Also, if I’m going to be fair in my assessment of Biden, it seems like climate, which is doubtless his strongest policy arena, is the best way to say something positive to balance the disaster Biden has been in foreign policy.
Next, I will take a broad look at Biden’s Mideast policy. The examination of that policy, particularly regarding Israel, Palestine, and related matters will not be very detailed; I have, over the past four years, written a considerable amount on those subjects, and it is all easily found in earlier editions of this newsletter, or at Mondoweiss, and links to all of it, plus additional works and materials, can be found at my site, ReThinking Foreign Policy.
Instead, the Mideast section here looks at the effects of Biden’s policies on international law and regional politics.
Biden’s climate legacy
Joe Biden’s claim that he has done more to address the climate crisis than any other president is true, as even as harsh a critic of his presidency such as myself must agree. Yet, this truth speaks more about every president that came before Biden than it does about him.
The forces driving the planet to suicidal calamity for the sake of profits are great, they are bipartisan, and a centrist president is not going to be able, or willing, to confront them decisively.
Republicans deny the climate crisis exists while most Democrats, including Biden, have, for decades talked about the climate crisis, done little about it, and accepted a great deal of financial support (albeit much less than Republicans) from corporations that are causing the very conditions that are killing us.
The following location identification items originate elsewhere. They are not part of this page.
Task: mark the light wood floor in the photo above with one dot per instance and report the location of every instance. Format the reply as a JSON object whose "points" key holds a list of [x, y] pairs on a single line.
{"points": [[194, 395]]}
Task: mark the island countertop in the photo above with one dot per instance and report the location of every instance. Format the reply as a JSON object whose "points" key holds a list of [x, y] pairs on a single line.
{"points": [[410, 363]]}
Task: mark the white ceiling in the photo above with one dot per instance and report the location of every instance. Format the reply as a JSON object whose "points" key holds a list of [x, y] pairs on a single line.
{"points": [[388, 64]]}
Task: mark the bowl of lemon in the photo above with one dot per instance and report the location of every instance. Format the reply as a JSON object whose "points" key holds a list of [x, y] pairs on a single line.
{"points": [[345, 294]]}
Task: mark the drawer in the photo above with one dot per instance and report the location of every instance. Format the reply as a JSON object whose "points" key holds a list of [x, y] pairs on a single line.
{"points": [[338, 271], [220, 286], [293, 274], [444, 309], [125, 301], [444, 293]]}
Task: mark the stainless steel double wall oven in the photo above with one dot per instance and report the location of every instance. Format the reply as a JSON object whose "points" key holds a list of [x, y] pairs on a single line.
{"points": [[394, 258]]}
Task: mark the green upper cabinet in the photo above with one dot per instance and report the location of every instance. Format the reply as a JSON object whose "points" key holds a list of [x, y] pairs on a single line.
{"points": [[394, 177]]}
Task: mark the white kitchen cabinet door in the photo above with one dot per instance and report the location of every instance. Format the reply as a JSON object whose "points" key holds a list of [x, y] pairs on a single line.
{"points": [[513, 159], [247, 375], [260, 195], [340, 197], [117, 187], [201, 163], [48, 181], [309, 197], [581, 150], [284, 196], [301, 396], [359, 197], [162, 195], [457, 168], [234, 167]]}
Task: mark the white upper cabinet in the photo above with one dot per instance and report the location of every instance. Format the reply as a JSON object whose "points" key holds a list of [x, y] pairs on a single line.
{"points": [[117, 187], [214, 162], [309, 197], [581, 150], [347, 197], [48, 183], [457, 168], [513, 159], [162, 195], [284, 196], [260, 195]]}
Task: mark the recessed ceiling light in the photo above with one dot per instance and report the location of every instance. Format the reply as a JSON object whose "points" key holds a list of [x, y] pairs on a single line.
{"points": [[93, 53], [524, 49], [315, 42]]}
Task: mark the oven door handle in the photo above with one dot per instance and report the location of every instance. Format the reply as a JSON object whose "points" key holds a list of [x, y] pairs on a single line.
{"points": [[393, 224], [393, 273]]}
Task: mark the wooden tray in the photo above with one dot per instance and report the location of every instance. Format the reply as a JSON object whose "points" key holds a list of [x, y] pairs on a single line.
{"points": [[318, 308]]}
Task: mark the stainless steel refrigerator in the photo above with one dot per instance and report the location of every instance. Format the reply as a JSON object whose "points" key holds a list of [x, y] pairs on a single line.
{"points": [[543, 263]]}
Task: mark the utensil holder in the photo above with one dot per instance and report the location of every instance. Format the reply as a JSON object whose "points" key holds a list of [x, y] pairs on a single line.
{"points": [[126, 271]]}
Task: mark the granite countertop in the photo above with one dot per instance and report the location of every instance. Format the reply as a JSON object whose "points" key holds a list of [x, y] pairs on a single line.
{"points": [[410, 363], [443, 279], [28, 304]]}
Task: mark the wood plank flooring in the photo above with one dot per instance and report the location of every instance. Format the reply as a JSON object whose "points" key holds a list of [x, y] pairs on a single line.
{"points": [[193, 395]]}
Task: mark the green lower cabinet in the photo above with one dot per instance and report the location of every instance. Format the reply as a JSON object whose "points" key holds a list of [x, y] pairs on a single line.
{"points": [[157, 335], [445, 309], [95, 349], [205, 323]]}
A significant portion of Biden’s actions to restrict greenhouse gases and other pollutants came in the form of subsidies and tax breaks to polluters. In many cases these measures weren’t accompanied by penalties for continuing their reckless behavior. He did enact some important regulatory changes, that cannot be doubted.
Bearing in mind that climate needs to be fought largely through legislation rather than the much more easily reversed presidential fiat, the progress Biden made in the key pieces of legislation he did pass, primarily the misnamed Inflation Reduction Act (IRA) laid a foundation that can be fortified and built upon by subsequent legislation.
Naturally, we can’t expect to see that happen in a Republican Congress under a climate-denying POTUS like Donald Trump. As a result, much of what Biden did through executive order and Executive Branch regulation is at risk and likely to be reversed. But the activism that will surely happen and the lobbying that we can expect over the next four years will prepare legislation for the next administration that is prepared to take action on climate.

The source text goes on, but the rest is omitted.